Olhando agora para o setor bancário, os juros dos depósitos nos bancos comerciais estão a cair há oito meses na área do euro e Portugal é o quinto país com as taxas mais baixas. Durante este processo de subida das taxas de juro por parte do BCE, considera que os bancos comerciais podiam ter feito mais para incentivar a poupança das famílias?

Quando a transmissão da política monetária é eficaz, os aumentos ou as reduções das taxas de juro devem afetar tanto quem contrai empréstimos como quem poupa. As taxas ativas e a remuneração dos depósitos devem refletir as nossas taxas de juro. Atualmente, o custo dos empréstimos está a começar a diminuir e as margens dos bancos deverão começar a reduzir-se.

Acha que Portugal devia estar a taxar os lucros extraordinários dos bancos, tal como faz para outros setores?

A melhoria na rentabilidade dos bancos europeus foi algo temporário. Já começamos a observar que se estabilizou e projetamos que começará a diminuir. Portanto, os bancos e os investidores não devem tomar essa melhoria como garantida ou permanente. Não será duradouro.

O valor de mercado do norte-americano JP Morgan é superior ao dos dez maiores bancos europeus, todos juntos. A consolidação do setor na Europa é fundamental para a sua sobrevivência?

Acredito que a consolidação é algo relevante. No entanto, a comparação entre a valorização dos bancos europeus e dos Estados Unidos é um sinal dos potenciais problemas que enfrentamos. Penso que uma razão para isso é a ausência de uma união bancária completa e as abordagens nacionalistas que ainda existem no setor bancário. Por isso, os investidores consideram que o valor intrínseco dos bancos americanos é superior ao dos europeus. Nesse sentido, a integração transfronteiriça é importante e esperamos que continue a avançar num futuro próximo.

Em Portugal inclusivamente?

Os bancos portugueses estão a ter um desempenho bastante bom. A situação geral é favorável. Ao analisar a estrutura acionista, verificamos que alguns são detidos por investidores estrangeiros e outros por bancos estrangeiros. Existem sempre desafios pela frente, mas os bancos são sólidos e resilientes.

Na última década, o BCE manteve as taxas de juro negativas ou praticamente a 0%. Há alguma hipótese de as taxas alguma vez voltarem a este nível no futuro?

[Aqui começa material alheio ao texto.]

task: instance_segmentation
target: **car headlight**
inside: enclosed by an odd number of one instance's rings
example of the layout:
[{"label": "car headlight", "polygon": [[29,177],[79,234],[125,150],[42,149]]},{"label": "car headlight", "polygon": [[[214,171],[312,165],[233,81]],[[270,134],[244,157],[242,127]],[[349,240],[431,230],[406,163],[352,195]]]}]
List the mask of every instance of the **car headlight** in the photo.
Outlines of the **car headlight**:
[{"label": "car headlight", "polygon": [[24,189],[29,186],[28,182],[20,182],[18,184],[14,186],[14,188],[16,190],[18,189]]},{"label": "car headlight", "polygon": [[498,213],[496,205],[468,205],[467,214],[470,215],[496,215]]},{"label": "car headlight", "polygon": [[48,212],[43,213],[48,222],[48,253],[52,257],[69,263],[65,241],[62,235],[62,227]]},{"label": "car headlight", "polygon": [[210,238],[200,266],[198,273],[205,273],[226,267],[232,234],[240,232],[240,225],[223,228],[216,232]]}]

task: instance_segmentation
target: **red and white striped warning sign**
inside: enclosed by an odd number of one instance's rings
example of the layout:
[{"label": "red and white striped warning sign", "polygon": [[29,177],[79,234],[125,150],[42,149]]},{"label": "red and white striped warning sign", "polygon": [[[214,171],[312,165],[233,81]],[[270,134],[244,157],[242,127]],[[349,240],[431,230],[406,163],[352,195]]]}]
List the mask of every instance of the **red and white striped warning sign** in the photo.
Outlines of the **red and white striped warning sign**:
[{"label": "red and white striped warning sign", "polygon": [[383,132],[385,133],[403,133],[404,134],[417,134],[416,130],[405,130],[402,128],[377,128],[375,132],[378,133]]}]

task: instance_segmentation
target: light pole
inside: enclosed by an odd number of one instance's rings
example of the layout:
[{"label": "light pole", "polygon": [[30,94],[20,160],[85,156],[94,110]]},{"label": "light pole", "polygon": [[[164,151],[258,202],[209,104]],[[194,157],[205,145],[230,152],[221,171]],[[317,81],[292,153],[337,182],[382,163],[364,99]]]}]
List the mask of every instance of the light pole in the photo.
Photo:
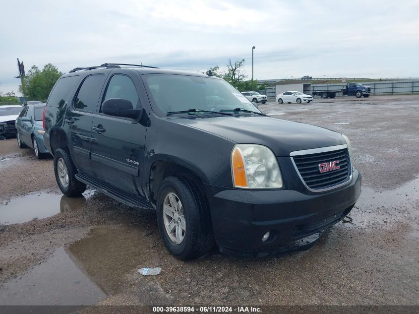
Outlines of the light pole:
[{"label": "light pole", "polygon": [[253,80],[253,50],[255,48],[255,46],[252,47],[252,80]]}]

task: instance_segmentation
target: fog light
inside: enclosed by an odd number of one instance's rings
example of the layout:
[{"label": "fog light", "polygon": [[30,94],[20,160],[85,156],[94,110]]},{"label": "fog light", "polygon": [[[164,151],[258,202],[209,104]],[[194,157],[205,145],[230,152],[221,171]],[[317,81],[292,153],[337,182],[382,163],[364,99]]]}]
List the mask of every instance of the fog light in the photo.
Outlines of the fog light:
[{"label": "fog light", "polygon": [[271,234],[271,232],[268,231],[266,234],[265,234],[265,235],[263,236],[263,237],[262,238],[262,241],[264,242],[264,241],[266,241],[267,240],[268,240],[268,238],[269,238],[269,236],[270,235],[270,234]]}]

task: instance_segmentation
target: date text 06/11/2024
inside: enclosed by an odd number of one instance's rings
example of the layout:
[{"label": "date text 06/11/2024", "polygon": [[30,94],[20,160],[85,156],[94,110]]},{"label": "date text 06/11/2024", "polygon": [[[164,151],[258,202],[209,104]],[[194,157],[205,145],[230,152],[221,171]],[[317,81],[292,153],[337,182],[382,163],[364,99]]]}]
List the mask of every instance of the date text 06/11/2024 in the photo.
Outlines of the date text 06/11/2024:
[{"label": "date text 06/11/2024", "polygon": [[260,308],[253,307],[153,307],[153,313],[260,313]]}]

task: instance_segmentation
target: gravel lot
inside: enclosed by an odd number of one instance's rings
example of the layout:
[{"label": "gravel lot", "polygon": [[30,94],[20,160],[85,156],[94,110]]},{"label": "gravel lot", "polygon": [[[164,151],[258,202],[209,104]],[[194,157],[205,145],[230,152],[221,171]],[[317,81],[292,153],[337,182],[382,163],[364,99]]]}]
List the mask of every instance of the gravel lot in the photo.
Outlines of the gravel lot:
[{"label": "gravel lot", "polygon": [[0,141],[0,305],[419,305],[419,95],[259,109],[351,138],[363,179],[353,223],[303,252],[181,261],[153,215],[93,190],[61,196],[51,158]]}]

O futuro é um período de tempo muito longo (risos). No entanto, se considerarmos o curto e médio prazo, os próximos dois ou três anos, não acredito. Foi uma situação extraordinária. As taxas de juro a zero ou negativas responderam a uma situação muito concreta e penso que não voltaremos a elas no futuro próximo.

E acha que manter as taxas de juro nesse nível, durante tantos anos, causou alguma distorção no mercado?

Sempre que se toma uma decisão de política económica, há vantagens e desvantagens. Não há uma decisão que não tenha ambos os lados. No final, a decisão tomada teve mais vantagens do que desvantagens. Naquele período, lembre-se de que a inflação não era uma preocupação e o principal risco era a deflação. A deflação estava ligada a questões estruturais, como a globalização, o envelhecimento da população, a evolução do PIB e a competitividade. A situação atual é um pouco diferente. O processo de globalização está a mudar e, embora não estejamos a entrar numa fragmentação total, não vamos voltar ao que era antes. Este é um elemento estrutural importante, que irá influenciar a inflação e o crescimento nos próximos anos.

Mas essa política fez com que todos os investimentos parecessem atrativos, face aos depósitos nos bancos, criando uma forte pressão no mercado imobiliário. De alguma forma, foi um dos gatilhos para a crise na habitação que vivemos hoje em toda a Europa?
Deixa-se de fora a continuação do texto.